Acute-transforming retroviruses carry in their genomes specific oncogenes that arose from recombination events between nontransforming viruses and normal cellular genes (proto-oncogenes or c-onc genes) that control growth and/or differentiation. In most of these retroviruses a single transforming protein is synthesized from the viral oncogene, and this protein product is responsible for initiation and maintenance of the transformed, cancerous state. About 30 acute-transforming retrovirus isolates have been reported so far, and these have been found to harbor about 20 distinct oncogenes. The fms, erbB, sis, and neu oncogenes are known to have glycosylated expression products, and the fms and erbB glycoproteins are ultimately expressed in the plasma membrane. In general, the insertion of the cellular gene within the viral genetic framework resulted in two critical alterations that permit a normal cellular gene to function in an uncontrolled manner within infected cells. First, the virus has provided a strong promoter for the cellular gene, enabling the overproduction of the acquired cellular gene, and second, in almost all cases the acquired cellular gene has been modified either through truncation or mutation. These quantitative and qualitative changes are believed to be important in neoplastic transformation by acute-transforming retroviruses and offer clues to the mechanism of transformation in the various viral oncogenes. It is therefore important to understand differences and similarities between the various v-onc and c-onc gene products.

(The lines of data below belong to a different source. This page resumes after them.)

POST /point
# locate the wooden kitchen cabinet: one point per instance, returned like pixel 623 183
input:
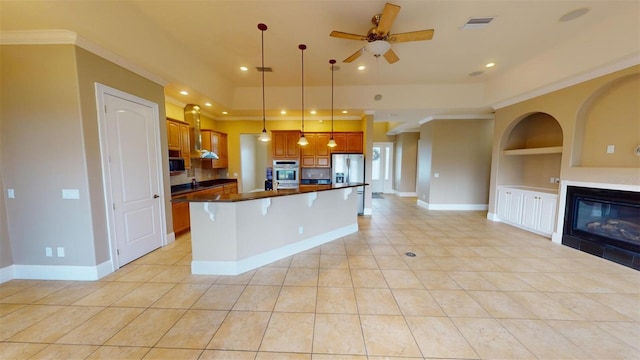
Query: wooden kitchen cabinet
pixel 185 145
pixel 285 144
pixel 316 154
pixel 173 135
pixel 217 142
pixel 181 217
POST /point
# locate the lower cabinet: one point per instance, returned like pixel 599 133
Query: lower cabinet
pixel 181 221
pixel 528 209
pixel 180 210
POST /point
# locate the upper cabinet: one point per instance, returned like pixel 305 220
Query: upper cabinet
pixel 178 140
pixel 285 144
pixel 173 134
pixel 216 142
pixel 185 145
pixel 316 153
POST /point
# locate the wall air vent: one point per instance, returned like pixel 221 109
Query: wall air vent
pixel 477 23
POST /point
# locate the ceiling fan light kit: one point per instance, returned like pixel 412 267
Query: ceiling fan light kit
pixel 379 39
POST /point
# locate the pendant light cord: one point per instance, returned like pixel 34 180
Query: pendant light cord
pixel 302 47
pixel 263 28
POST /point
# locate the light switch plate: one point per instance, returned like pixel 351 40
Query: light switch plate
pixel 71 194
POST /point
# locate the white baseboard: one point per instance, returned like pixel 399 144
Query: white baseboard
pixel 405 194
pixel 61 272
pixel 6 274
pixel 254 262
pixel 452 207
pixel 493 217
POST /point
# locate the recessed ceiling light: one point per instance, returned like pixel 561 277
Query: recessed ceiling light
pixel 572 15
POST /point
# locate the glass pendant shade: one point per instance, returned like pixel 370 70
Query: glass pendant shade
pixel 303 140
pixel 264 137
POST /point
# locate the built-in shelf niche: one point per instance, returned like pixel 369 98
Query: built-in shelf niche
pixel 532 153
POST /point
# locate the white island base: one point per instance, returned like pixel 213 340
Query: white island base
pixel 229 238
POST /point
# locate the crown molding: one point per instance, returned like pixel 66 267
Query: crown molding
pixel 66 37
pixel 622 64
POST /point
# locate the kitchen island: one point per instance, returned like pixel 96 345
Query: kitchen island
pixel 235 233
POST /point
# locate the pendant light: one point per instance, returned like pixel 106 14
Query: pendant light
pixel 303 140
pixel 332 143
pixel 264 137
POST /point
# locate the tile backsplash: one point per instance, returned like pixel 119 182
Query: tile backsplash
pixel 315 173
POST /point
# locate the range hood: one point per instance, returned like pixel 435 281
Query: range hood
pixel 192 116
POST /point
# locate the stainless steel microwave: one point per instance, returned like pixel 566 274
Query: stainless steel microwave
pixel 176 164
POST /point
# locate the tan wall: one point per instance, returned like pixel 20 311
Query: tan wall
pixel 380 132
pixel 49 127
pixel 583 111
pixel 94 69
pixel 461 156
pixel 406 162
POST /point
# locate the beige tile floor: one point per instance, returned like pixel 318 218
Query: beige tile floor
pixel 476 290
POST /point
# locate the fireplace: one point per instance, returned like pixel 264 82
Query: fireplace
pixel 604 223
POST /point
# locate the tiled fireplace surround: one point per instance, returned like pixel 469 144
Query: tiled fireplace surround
pixel 562 204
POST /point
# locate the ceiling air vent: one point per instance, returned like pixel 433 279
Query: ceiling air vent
pixel 477 23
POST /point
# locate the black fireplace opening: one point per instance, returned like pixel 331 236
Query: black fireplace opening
pixel 605 223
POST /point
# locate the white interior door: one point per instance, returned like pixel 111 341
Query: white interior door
pixel 381 172
pixel 133 176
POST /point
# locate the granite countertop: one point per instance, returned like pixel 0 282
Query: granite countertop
pixel 230 198
pixel 183 189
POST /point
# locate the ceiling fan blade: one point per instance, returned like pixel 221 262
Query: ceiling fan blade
pixel 354 56
pixel 412 36
pixel 391 56
pixel 387 18
pixel 343 35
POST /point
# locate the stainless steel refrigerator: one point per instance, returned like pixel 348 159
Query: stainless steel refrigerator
pixel 349 168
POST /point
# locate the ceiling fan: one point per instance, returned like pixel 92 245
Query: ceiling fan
pixel 379 39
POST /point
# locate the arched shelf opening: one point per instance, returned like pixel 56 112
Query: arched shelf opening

In the specific case of the McDonough strain of feline sarcoma virus (SM-FeSV), the viral oncogene is called v-fms. This defective transforming virus was probably derived from a nondefective feline leukemia virus through in-frame insertion and replacement of part of the viral gag and all of the polymerase gene with an oncogene termed v-fms. The primary translation product of the v-fms oncogene is therefore a fusion protein of 160 kd initiating in gag and terminating at the end of v-fms (P160.sup.gag-fms). Signal sequences at the start of gag direct the protein to the endoplasmic reticulum (ER) where carbohydrate is added to asparagine residues to give gP180.sup.gag-fms, and cleavage of the gag sequences yields gp120.sup.fms plus p55.sup.gag. A hydrophobic stretch of amino acids about midway through the sequence insures a transmembrane orientation with the C-terminal end of the fms proteins in the cytoplasm. Further processing in the Golgi results in a gp140.sup.fms species that ultimately is expressed on the plasma membrane. The gp140.sup.fms is associated with coated pits on the cell surface, is processed through endocytosis, and may function as a modified growth factor receptor on the surface of SM-FeSV-transformed cells.

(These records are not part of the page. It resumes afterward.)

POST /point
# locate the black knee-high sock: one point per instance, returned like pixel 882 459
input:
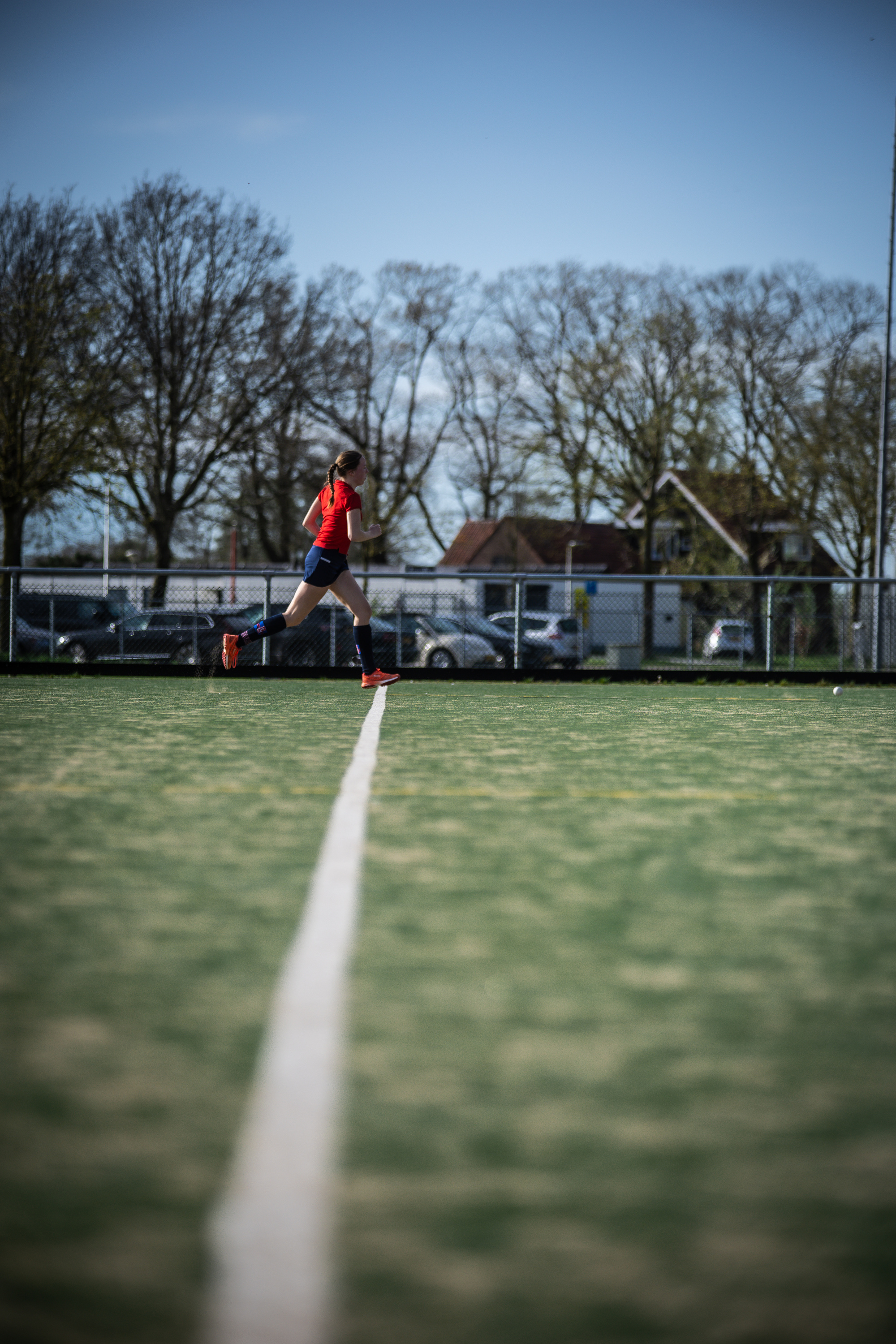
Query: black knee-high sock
pixel 261 629
pixel 365 642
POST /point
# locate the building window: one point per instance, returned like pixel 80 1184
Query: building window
pixel 794 546
pixel 497 599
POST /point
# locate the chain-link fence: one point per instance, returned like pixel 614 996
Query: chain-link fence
pixel 460 620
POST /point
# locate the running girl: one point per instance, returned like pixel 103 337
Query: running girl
pixel 334 521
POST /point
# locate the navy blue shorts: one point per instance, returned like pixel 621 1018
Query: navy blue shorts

The physical properties, cellular location, and fact that gp140.sup.v-fms undergoes endocytosis through coated pits and vesicles all point to a functional analogy with growth factor receptors. The gp140.sup.v-fms also exhibits an associated tyrosine kinase activity as do many growth factor receptors. Furthermore, the amino acid sequences of v-fms and acknowledge tyrosine kinases such as pp60.sup.v-src are homologous.

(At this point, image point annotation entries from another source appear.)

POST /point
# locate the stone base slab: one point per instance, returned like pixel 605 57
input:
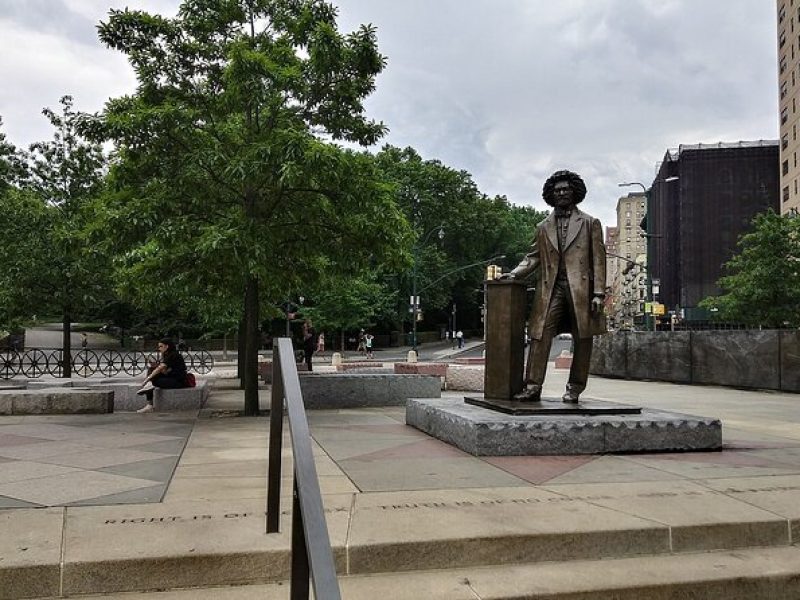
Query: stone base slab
pixel 554 406
pixel 483 432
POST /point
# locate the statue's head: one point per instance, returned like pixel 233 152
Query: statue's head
pixel 575 183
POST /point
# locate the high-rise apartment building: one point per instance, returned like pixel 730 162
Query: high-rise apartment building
pixel 788 99
pixel 628 269
pixel 612 269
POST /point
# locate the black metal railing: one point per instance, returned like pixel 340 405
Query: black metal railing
pixel 35 362
pixel 311 547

It would be advantageous to discover ways to intervene in the cellular expression of acute-transforming retroviruses and thereby cause transformed cells to revert to the normal phenotype (cancer remission). It would also be advantageous to discover the normal cellular counterparts of transforming oncogenes, so that the growth and/or differentiation of cells that express c-onc genes, either normally or abnormally, could be likewise modulated for therapeutic effect.